And though many houses had been raised out of the London clay, there were parks and gardens here still, and places where the fruits of the earth were growing. It was a time to ‘wander everywhere’, ‘Over hill, over dale, Through bush, through briar, Over park, over pale, Through flood, through fire’ (A Midsummer Night’s Dream). And so off they wandered in their Telegraph Hill Solstice Parade, from pub to park, past schools and streets, climbing up to the top of the hill of the beacon where another Saint of the fiery wheel was remembered. And there they did make merry...'
(The Telegraph Hill Solstice Procession made its way this evening from the Telegraph Pub, round Telegraph Hill lower park, up Arbuthnot Road to Common Growth community garden, then via Jerningham and Kitto Road to Telegraph Hill Top Park. There were bemused motorists, drums, recorders, and a bit of dancing at the end, and the strange figure of 'The Garlick Man' - yes those are garlic bulbs for eyes).

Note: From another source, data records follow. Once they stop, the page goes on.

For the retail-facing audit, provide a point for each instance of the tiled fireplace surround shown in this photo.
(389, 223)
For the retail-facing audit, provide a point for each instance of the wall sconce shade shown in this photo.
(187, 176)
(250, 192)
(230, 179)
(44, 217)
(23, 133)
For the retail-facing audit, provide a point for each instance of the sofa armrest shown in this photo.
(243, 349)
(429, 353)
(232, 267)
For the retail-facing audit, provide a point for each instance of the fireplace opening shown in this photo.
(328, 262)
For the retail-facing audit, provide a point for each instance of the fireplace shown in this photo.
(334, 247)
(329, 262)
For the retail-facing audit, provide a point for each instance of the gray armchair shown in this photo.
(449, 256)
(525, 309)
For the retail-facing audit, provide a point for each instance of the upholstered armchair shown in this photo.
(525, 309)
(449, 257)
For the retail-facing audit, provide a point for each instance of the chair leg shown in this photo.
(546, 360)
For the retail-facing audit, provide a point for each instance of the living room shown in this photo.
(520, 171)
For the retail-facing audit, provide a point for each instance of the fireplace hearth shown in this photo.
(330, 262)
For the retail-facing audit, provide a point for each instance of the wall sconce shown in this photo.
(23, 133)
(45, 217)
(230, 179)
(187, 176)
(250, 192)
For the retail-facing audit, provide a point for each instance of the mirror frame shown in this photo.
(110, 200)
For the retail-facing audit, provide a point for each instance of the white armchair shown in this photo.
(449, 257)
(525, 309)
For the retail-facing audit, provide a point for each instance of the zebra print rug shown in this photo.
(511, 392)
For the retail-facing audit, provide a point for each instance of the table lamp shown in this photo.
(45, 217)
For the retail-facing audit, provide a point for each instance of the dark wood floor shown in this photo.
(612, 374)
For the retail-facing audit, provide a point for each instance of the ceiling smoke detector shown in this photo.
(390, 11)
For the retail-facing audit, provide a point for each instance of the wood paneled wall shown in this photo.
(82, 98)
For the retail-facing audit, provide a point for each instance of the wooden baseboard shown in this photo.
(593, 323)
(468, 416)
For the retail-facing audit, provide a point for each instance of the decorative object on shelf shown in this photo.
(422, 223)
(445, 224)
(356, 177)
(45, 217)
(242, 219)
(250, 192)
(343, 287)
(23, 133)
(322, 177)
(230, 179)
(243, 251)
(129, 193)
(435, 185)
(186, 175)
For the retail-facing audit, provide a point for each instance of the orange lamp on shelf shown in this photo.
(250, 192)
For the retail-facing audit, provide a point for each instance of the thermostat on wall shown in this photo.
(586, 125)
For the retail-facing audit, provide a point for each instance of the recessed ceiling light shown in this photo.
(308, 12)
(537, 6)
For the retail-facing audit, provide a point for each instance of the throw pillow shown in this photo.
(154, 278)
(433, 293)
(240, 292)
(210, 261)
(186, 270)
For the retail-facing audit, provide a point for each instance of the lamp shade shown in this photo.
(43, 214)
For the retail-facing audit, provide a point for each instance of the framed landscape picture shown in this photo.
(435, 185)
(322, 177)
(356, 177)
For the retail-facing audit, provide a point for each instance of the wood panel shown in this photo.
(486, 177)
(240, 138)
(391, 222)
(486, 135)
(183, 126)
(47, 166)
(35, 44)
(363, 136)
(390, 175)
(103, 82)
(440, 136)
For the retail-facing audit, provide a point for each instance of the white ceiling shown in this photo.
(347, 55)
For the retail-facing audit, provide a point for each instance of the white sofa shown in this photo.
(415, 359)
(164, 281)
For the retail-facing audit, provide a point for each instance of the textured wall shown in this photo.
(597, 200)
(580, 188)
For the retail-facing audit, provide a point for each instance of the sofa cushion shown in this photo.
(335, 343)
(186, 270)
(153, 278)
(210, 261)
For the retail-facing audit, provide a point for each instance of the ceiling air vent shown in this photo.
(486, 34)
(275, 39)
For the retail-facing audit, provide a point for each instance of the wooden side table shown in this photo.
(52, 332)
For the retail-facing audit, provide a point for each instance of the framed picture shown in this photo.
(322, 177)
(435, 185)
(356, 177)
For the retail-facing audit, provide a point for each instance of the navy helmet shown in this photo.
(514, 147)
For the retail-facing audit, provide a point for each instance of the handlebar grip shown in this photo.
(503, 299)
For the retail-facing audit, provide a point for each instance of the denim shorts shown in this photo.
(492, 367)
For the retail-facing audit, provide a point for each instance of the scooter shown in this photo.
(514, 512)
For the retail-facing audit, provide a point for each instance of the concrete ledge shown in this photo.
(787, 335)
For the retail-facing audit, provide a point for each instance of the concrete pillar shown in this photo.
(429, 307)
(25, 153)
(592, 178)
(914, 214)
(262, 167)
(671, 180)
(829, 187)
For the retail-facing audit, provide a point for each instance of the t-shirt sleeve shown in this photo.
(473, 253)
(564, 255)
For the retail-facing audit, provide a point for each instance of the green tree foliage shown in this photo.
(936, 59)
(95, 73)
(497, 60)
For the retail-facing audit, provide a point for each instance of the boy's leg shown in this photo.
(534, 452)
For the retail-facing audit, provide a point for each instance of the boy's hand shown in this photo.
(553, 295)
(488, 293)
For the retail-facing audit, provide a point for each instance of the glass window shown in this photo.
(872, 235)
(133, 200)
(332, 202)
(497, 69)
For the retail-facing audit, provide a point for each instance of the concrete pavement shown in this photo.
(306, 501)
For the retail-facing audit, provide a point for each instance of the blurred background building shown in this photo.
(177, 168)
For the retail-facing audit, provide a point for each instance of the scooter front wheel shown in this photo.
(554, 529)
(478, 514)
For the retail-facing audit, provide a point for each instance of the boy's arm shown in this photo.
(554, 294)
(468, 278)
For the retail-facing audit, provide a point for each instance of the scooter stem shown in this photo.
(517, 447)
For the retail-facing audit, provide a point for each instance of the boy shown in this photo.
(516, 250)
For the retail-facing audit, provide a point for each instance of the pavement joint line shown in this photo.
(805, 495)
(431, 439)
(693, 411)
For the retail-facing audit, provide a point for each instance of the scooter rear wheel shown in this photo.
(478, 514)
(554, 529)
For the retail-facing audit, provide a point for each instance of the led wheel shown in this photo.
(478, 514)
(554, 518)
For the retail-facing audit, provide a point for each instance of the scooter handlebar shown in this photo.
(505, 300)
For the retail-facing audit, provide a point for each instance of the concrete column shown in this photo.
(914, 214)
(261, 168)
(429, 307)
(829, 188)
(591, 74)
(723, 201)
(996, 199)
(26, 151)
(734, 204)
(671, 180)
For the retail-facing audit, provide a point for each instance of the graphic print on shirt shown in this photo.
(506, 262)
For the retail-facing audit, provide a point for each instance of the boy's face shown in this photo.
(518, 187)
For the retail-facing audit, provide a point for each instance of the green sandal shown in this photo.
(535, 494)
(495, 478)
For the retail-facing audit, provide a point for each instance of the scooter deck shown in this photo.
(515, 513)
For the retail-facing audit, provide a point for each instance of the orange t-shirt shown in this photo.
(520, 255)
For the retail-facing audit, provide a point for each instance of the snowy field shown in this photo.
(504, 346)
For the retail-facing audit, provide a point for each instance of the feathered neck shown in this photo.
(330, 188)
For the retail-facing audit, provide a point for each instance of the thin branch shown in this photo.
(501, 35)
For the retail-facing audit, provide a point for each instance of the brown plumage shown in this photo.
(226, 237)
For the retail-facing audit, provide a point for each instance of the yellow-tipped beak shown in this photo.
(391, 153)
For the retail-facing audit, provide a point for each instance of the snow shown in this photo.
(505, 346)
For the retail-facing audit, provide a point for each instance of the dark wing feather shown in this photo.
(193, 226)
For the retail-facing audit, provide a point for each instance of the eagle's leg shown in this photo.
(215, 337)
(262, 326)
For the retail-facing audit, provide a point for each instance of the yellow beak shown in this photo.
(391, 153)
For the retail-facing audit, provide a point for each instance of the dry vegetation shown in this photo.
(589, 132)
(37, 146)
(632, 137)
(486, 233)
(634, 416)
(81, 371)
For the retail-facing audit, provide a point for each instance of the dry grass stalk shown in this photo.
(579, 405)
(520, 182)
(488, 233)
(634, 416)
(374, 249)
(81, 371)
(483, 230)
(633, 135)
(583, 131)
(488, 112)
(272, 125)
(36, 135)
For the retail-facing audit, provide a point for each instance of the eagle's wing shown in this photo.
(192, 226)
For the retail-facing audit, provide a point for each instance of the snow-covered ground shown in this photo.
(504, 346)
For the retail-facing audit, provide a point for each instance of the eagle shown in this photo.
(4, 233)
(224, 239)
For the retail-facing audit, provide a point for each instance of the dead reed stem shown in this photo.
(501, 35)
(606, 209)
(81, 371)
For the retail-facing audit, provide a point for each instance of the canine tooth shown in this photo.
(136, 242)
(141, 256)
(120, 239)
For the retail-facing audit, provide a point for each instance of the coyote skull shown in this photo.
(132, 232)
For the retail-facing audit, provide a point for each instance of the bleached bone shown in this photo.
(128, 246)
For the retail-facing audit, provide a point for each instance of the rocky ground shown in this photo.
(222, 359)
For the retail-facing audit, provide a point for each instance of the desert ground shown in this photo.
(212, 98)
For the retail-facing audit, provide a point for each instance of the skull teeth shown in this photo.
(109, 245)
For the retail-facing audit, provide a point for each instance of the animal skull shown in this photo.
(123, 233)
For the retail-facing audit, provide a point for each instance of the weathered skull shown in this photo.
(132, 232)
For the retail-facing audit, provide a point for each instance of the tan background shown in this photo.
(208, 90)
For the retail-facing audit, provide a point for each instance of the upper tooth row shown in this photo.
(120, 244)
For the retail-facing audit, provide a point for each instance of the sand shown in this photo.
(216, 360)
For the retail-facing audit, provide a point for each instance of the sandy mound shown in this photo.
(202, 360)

Other Solstice stuff: Darryl (853) and Francis Sedgemore cycled from Greenwich to Primrose Hill to greet the solstice dawn in the Midsummer Madness ride.
3 comments:
Good, good fun. We'll definately do it again next year...........
This looks like a distant cousin of the Deptford Jack in the Green!
Wish I'd been there. It must've been hot in that outfit.